Как ученый он до конца жизни не перестанет интересоваться и по мере сил участвовать в исследовании Севера.

Два величайших деяния затевает академия в это время — ГОЭЛРО и КМА, оба настолько выходят за рамки жизнеописания одного человека и даже за рамки истории всей академии, что подробно останавливаться на них нет возможности. Без преувеличения можно сказать, что впервые в мировой практике исследования ставились с таким размахом, с привлечением огромного числа разных специалистов и разных организаций: это стало возможным в новых социальных условиях, чем академия незамедлительно и широко воспользовалась. То были коллективные, артельные, общие деяния; и с обоими тесно связано имя Ленина.

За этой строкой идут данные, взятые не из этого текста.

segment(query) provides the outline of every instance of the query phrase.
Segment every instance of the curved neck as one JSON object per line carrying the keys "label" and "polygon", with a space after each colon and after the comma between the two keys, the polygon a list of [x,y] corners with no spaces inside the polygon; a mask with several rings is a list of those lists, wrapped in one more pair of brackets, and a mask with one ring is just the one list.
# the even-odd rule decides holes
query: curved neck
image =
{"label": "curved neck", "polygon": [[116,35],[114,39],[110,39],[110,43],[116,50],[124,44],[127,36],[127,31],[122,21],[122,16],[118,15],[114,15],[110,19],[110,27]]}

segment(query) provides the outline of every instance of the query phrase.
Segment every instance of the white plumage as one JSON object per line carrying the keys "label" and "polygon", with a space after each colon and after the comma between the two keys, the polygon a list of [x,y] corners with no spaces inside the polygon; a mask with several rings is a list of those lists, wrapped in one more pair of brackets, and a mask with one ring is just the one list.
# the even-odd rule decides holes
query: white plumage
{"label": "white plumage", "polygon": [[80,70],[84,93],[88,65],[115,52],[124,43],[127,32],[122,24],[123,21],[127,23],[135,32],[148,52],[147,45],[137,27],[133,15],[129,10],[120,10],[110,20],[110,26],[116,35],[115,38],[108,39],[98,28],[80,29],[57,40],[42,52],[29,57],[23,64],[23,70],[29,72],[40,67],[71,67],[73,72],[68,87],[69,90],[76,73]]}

К работе в ГОЭЛРО было привлечено около 200 специалистов: академики, инженеры, знатоки различных областей народного хозяйства. Имена Г.О.Графтио, П.В.Винтера, В.Ф.Миткевича, М.А.Шателена ныне широко известны. Г.О.Графтио вспоминал, что о желании Владимира Ильича строить Волховскую ГЭС узнал в январе 1918 года. «Я с радостью сел за работу. Были извлечены давно забытые чертежи... Через неделю Владимир Ильич хотел поставить вопрос о Волховстрое на заседании Совнаркома». Графтио разработал проект Волховской станции еще в 1911 году, но тогда не смог осуществить.

Государственная комиссия по электрификации России была создана в феврале 1920 года; ее возглавил Г.М.Кржижановский. «Владимир Ильич, — вспоминал Глеб Максимилианович, — с самого начала проявлял большой интерес к работе Комиссии, давал советы, оказывал ей громадную помощь и поддержку. Он лично познакомился с членами Комиссии и имел точное представление о роли каждого в нашей сложной и ответственной работе. Программа деятельности Комиссии была разработана при непосредственном участии Ленина».

Петроградская группа ГОЭЛРО была составлена большей частью из сотрудников КЕПСа и потому самым тесным образом связана с Карпинским; ей поручен был важнейший раздел плана электрификации — исследование Северного района, насыщенного промышленными предприятиями и нуждающегося потому в электрическом топливе и свете в первую голову.